J Thromb Haemost


. 2020 Nov 20.
doi: 10.1111/jth.15179. Online ahead of print.
Vascular neutrophilic inflammation and immunothrombosis distinguish severe COVID-19 from influenza pneumonia


Leo Nicolai ^{1 2 3} , Alexander Leunig ^{1 2} , Sophia Brambs ¹ , Rainer Kaiser ^{1 2 3} , Markus Joppich ⁴ , Marie Hoffknecht ¹ , Christoph Gold ¹ , Anouk Engel ¹ , Vivien Polewka ¹ , Maximilian Muenchhoff ^{3 5 6} , Johannes C Hellmuth ^{3 7 8} , Adrian Ruhle ^{3 5} , Stephan Ledderose ⁹ , Tobias Weinberger ^{1 2 3} , Heiko Schulz ⁹ , Clemens Scherer ^{1 2 3} , Martina Rudelius ⁹ , Michael Zoller ¹⁰ , Oliver T Keppler ^{3 5 6} , Bernhard Zwi?ler ¹⁰ , Michael von Bergwelt-Baildon ^{3 7 8} , Stefan K??b ^{1 2 3} , Ralf Zimmer ⁴ , Roman D B?low ¹¹ , Saskia von Stillfried ¹¹ , Peter Boor ^{11 12} , Steffen Massberg ^{1 2 3} , Kami Pekayvaz ^{1 2 3} , Konstantin Stark ^{1 2 3}



Affiliations

• PMID: 33217134
• DOI: 10.1111/jth.15179

Abstract

Objective: Infection with severe acute respiratory syndrome coronavirus 2 (SARS-CoV-2) can lead to severe pneumonia, but also thrombotic complications and non-pulmonary organ failure. Recent studies suggest intravascular neutrophil activation and subsequent immune cell triggered immunothrombosis as a central pathomechanism linking the heterogenous clinical picture of Coronavirus Disease 2019 (COVID-19).
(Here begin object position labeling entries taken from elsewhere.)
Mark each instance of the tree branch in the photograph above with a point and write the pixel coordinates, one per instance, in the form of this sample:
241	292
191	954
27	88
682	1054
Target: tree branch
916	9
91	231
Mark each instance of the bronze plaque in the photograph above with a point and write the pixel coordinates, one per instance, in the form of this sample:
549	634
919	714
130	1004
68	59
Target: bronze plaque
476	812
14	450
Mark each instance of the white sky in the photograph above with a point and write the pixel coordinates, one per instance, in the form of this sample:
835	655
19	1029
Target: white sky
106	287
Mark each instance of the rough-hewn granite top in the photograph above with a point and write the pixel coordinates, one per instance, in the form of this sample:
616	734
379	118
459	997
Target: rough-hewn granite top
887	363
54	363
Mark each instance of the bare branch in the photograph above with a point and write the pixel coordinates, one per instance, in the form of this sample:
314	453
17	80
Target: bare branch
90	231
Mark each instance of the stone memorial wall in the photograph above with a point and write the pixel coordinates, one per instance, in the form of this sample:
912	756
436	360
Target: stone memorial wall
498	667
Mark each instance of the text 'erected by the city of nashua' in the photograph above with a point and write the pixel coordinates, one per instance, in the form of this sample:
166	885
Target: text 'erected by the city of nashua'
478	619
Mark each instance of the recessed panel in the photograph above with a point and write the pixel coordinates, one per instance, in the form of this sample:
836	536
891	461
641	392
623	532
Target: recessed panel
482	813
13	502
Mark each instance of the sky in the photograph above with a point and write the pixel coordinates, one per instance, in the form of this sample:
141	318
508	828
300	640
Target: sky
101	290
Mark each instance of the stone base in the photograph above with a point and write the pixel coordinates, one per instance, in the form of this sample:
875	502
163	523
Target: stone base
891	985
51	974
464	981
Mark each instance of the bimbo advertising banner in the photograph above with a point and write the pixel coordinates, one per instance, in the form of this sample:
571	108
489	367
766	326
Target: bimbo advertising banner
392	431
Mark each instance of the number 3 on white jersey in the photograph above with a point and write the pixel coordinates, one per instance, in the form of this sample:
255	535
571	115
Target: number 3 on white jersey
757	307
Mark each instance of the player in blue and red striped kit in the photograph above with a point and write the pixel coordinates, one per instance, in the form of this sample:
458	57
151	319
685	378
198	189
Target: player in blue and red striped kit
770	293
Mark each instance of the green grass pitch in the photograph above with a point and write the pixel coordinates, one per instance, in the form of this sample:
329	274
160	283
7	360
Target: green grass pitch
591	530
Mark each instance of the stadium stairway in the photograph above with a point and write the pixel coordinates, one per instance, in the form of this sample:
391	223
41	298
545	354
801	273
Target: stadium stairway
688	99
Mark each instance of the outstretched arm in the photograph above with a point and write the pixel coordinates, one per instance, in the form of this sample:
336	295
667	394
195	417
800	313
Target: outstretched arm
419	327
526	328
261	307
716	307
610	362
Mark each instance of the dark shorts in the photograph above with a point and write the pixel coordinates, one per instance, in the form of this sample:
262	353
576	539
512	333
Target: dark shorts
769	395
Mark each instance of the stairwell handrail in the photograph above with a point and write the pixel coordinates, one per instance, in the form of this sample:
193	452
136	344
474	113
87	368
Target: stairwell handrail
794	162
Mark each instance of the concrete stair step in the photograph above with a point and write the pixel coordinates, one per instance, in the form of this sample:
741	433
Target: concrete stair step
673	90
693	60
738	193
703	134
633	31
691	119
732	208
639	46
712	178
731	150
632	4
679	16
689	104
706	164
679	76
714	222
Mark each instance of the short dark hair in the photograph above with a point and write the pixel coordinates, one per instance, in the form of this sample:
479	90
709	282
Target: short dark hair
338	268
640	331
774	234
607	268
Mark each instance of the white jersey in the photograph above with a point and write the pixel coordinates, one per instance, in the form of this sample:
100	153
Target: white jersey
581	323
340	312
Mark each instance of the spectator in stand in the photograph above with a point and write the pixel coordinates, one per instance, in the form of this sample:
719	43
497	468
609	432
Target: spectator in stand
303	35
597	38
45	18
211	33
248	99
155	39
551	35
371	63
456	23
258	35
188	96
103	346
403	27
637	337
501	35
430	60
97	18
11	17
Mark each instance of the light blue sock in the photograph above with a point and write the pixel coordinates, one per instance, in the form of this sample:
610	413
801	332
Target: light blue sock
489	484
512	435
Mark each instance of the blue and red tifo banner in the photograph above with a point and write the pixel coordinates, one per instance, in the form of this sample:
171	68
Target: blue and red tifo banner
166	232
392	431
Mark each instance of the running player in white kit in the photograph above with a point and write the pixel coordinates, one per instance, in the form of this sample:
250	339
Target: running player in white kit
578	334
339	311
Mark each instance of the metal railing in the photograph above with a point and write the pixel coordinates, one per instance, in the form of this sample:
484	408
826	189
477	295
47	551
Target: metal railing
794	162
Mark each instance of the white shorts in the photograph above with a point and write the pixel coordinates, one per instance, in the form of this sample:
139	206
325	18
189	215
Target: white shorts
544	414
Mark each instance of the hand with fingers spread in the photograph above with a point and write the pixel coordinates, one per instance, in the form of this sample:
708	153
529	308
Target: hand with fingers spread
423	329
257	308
We sought to study whether immunothrombosis is a pathognomonic factor in COVID-19 or a general feature of (viral) pneumonia, as well as to better understand its upstream regulation.
Approach and results: By comparing histopathological specimens of SARS-CoV-2 with influenza affected lungs, we show that vascular neutrophil recruitment, NETosis, and subsequent immunothrombosis are typical features of severe COVID-19, but less prominent in influenza pneumonia. Activated neutrophils were typically found in physical association with monocytes. To explore this further, we combined clinical data of COVID-19 cases with comprehensive immune cell phenotyping and bronchoalveolar lavage fluid scRNA-seq data. We show that a HLADR^low CD9^low monocyte population expands in severe COVID-19, which releases neutrophil chemokines in the lung, and might in turn explain neutrophil expansion and pulmonary recruitment in the late stages of severe COVID-19.
Conclusions: In summary, our data underline an innate immune cell axis causing vascular inflammation and immunothrombosis in severe SARS-CoV-2 infection.

Keywords: COVID-19; SARS-CoV-2; immunopathology; immunothrombosis; monocytes; neutrophils.